Глубокий сон. Кома. Так ее заверяли.
Он и не знал, что остался один. Не понимал, что с ним происходит. Ввели трубку. Сердце снова забилось, но жены рядом нет.
Стафилококк так быстро проник в легкие и в кровь, что ни доктор Фридленд, ни главврач Мортон Каплан не успели приехать в больницу.
Даже любимые медсестры, льстившие ему, что такого красавца-пациента у них еще не было, в последние минуты не оказались рядом.
Джессалин заверили, что ее муж не успел понять, что же с ним произошло.
Стафилококк. Пожирающие плоть бактерии. Проникают в легкие. Эффективного антибиотика нет. Остановить их невозможно.
Она гадает, где теперь Уайти. Съежился до размеров булавочной головки, до световой точки в собственном мозгу, а затем и она погасла?
Но что, если она не гаснет, а переходит в какое-то другое состояние, невидимое человеческому глазу?
Отошел в мир иной. Во сне.
Легкая смерть.
Но постойте, ведь ему стало лучше? Его же собирались перевести в терапевтический центр в Рочестере?
Так что, черт побери, произошло с Уайти Макклареном?
Похоже, отец умер, как раз когда Том вернулся домой.
Разворачивайся и поезжай обратно. Других вариантов нет.
На очереди кремация.
Он посоветовал матери запросить вскрытие, пока не поздно.
Посоветовал растерзанной женщине запросить вскрытие…
Джессалин аж передернуло от ужаса и отвращения. Нет!
В завещании и прочих директивных документах Уайти говорил о кремации. Без дураков, как он любил выражаться.
Вообще-то, Уайти неохотно обсуждал такие темы. Он был из тех (деловых, занятых людей), кому не до завещания, его пришлось урезонивать, и в конце концов он поддался на уговоры в уже довольно зрелом возрасте – когда ему было под шестьдесят.

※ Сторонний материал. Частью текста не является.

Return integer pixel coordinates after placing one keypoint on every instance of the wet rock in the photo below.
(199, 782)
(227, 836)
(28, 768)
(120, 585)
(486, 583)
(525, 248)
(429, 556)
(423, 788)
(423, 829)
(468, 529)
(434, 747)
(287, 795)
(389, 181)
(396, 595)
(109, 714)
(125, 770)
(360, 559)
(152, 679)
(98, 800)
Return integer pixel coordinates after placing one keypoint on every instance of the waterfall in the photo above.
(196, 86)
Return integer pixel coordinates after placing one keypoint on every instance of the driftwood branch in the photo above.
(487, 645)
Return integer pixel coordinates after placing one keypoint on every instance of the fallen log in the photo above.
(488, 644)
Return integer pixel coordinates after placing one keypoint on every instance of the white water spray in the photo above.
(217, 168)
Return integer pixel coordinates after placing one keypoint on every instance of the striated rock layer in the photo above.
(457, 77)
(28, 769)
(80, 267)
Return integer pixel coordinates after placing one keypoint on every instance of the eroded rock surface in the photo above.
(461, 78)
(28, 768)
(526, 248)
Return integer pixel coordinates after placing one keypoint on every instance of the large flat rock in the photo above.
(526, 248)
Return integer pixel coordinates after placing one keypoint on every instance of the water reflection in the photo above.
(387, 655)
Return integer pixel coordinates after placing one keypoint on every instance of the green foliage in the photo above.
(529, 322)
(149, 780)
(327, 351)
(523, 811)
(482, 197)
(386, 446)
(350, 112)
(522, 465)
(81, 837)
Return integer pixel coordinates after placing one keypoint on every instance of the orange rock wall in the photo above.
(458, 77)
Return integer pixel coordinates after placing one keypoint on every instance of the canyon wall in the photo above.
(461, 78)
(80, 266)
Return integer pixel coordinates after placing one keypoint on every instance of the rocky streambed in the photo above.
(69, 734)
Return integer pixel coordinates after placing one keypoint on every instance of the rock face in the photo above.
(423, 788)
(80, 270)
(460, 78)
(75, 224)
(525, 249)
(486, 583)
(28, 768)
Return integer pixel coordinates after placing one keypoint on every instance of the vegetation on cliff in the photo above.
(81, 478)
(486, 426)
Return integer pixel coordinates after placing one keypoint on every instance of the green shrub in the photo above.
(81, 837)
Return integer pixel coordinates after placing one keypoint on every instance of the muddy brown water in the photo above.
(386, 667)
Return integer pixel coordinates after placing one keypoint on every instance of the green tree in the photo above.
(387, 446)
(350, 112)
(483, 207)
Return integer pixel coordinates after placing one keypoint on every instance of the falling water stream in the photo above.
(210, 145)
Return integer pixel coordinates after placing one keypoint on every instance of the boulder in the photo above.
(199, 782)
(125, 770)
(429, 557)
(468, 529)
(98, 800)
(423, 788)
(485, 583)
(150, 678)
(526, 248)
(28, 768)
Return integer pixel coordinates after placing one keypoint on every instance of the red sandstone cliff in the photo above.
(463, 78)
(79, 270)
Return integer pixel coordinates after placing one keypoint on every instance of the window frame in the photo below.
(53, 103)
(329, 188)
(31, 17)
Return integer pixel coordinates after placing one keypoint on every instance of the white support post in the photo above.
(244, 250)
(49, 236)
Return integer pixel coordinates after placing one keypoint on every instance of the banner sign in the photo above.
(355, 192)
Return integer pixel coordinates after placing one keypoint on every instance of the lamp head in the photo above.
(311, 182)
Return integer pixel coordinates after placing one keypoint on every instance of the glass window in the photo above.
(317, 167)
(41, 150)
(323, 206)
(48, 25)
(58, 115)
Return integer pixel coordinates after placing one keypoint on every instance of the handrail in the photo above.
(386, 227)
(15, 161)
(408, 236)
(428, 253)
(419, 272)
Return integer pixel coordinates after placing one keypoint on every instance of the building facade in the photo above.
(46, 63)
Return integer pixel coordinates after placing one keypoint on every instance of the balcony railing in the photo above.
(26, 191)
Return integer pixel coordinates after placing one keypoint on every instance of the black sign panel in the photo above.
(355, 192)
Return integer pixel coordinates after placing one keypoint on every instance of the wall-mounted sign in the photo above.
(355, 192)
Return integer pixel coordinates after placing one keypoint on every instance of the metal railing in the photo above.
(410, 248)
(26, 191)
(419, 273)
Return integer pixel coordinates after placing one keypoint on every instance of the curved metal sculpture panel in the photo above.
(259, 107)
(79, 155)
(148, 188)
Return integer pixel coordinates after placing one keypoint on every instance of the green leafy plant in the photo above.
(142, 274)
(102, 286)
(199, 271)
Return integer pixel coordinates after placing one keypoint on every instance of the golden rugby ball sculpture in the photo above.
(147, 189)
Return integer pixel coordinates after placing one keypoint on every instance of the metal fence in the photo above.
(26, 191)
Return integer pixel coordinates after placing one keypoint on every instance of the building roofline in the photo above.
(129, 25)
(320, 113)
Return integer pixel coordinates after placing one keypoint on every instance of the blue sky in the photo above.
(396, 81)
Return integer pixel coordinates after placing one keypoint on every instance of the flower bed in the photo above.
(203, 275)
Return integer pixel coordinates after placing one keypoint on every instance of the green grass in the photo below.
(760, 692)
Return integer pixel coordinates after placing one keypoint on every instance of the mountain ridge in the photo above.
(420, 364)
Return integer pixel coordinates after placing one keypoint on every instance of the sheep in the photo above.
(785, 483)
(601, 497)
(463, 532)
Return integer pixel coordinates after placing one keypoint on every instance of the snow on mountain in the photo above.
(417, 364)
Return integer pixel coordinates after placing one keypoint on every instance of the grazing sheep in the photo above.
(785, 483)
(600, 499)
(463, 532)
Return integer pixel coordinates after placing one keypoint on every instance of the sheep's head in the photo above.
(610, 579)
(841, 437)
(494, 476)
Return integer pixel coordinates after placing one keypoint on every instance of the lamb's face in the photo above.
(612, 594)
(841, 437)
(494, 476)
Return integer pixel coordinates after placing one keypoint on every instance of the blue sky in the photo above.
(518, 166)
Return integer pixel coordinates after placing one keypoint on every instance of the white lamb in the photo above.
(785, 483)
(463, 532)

От вскрытия он бы отказался, не сомневалась Джессалин.
– Я должна уважать его желания, – сказала она.
Том понимал, что у матери сильный шок. Да и сам Том возвращался в Хэммонд как в тумане, плохо соображая.
Но мать должна (считал Том) настаивать на вскрытии. Вот только объяснять причины он (пока) не желал.
Он постарался подключить старших сестер, однако ни та ни другая его не поддержали.
Только София (все-таки научный работник), и то без энтузиазма, с ним согласилась, но давить на мать отказалась. Только ее расстраивать…
Даже Вирджила такая перспектива расстроила. Можно подумать, кремация легче вскрытия!